The IFF, currently set at 0.75 percent of a schedule sales transaction and paid by the private-sector, is meant to recover costs for the contracting program.
In a Dec. 28 notice in the Federal Register, GSA says it wants to amend the General Services Administration Acquisition Regulation so it can use IFF funds to cover Federal Acquisition Service program losses and pay for new services that benefit existing FAS programs.
If GSA is able to extend the fee to cover other activities, according to the notice, it would have to notify customers that it intends to use money for additional programs.
Under the GSA Modernization Act of 2006, the agency says it gained the ability to use the net operating revenue it makes from the IFF for more than recoupment of schedules program costs. However, it is unclear how much the additional revenue the agency still has to use for other services or how long extra spending could be maintained at the current fee rate.

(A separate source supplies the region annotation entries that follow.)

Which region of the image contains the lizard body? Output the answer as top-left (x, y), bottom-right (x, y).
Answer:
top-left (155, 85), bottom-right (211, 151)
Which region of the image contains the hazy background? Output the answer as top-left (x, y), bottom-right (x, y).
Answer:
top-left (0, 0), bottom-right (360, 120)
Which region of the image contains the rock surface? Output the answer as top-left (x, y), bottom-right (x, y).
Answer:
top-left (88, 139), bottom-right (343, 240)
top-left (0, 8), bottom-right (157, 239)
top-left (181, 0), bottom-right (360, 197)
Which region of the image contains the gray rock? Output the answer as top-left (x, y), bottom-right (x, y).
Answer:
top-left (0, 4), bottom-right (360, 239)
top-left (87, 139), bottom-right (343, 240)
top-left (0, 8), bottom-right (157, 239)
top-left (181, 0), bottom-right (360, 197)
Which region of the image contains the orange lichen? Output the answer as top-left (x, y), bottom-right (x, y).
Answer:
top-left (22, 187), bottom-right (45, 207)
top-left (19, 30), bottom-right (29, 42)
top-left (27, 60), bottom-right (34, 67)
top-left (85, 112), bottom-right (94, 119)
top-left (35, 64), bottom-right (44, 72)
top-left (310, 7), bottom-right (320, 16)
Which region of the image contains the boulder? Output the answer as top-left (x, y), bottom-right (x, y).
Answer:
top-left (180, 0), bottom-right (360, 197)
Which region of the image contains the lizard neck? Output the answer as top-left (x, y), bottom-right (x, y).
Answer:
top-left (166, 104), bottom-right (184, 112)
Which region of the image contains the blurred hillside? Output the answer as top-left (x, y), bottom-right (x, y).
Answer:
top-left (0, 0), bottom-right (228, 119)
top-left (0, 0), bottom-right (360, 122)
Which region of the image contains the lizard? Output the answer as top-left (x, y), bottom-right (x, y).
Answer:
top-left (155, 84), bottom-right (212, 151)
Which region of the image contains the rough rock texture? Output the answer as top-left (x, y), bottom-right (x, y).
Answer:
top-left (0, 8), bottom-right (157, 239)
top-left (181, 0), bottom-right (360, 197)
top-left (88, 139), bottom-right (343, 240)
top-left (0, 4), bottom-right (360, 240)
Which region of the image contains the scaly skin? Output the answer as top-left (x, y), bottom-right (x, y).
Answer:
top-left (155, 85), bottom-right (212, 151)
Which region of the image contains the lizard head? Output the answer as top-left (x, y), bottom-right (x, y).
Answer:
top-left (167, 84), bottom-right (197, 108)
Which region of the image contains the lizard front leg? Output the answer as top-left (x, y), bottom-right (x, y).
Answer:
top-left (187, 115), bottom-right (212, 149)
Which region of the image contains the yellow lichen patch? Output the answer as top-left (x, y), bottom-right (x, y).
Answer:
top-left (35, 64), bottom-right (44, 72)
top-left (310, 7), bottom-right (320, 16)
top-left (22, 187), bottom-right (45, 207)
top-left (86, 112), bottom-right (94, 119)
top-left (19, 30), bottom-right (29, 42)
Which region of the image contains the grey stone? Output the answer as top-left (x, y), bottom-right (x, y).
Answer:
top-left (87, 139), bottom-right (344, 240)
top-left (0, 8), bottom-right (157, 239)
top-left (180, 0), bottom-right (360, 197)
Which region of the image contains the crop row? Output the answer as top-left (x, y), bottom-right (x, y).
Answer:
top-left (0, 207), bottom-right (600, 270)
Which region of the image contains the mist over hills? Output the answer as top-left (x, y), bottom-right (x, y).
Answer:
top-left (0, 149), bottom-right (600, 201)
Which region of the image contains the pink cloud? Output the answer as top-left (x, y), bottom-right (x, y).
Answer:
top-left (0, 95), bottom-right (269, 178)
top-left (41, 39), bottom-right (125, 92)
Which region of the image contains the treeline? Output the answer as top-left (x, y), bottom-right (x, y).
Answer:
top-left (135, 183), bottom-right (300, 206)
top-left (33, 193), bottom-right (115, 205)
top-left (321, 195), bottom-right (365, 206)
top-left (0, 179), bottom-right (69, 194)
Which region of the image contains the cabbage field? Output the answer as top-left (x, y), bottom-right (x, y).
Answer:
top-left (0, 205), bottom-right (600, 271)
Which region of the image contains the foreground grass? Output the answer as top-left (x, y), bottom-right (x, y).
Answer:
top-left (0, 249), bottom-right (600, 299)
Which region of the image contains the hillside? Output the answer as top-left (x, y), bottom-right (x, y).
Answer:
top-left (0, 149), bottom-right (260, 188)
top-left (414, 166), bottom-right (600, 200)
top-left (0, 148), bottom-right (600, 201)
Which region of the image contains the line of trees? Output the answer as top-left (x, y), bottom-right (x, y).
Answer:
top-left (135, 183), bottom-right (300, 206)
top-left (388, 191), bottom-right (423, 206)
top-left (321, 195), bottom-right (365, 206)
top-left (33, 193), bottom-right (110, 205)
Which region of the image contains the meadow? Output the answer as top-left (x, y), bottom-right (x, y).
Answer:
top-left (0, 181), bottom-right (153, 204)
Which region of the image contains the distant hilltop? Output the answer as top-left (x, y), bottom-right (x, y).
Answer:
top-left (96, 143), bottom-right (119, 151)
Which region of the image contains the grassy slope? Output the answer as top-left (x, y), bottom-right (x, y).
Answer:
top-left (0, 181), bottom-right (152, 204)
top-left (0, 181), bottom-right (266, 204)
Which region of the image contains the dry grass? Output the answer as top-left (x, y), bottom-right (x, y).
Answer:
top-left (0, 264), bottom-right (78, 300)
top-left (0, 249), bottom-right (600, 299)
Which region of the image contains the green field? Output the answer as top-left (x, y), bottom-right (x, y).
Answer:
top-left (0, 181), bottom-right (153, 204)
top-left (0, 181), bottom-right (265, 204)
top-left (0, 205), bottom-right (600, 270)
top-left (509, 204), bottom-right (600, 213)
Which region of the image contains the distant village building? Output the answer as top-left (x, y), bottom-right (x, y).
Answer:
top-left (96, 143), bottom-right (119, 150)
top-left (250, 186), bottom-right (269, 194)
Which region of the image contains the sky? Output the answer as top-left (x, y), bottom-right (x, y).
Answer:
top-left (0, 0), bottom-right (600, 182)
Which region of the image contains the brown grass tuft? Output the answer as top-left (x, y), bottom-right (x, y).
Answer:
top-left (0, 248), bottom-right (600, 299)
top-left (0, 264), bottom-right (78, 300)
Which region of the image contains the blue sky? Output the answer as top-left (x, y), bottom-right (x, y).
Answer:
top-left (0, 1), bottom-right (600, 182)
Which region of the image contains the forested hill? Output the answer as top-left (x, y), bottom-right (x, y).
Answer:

A February 2012 GSA office of inspector general report (.pdf) says that from fiscal 2007 through the projected fiscal 2012 numbers, GSA has roughly $235 million in surplus revenue, but it notes that MAS program costs are rising faster than its revenues. The agency went from making $16.1 million in additional revenue in fiscal 2011 to a projected loss of $14.1 million in fiscal 2012.
The changes are part of the GSA Acquisition Manual rewrite project, under which the agency says all parts of the regulation are under review.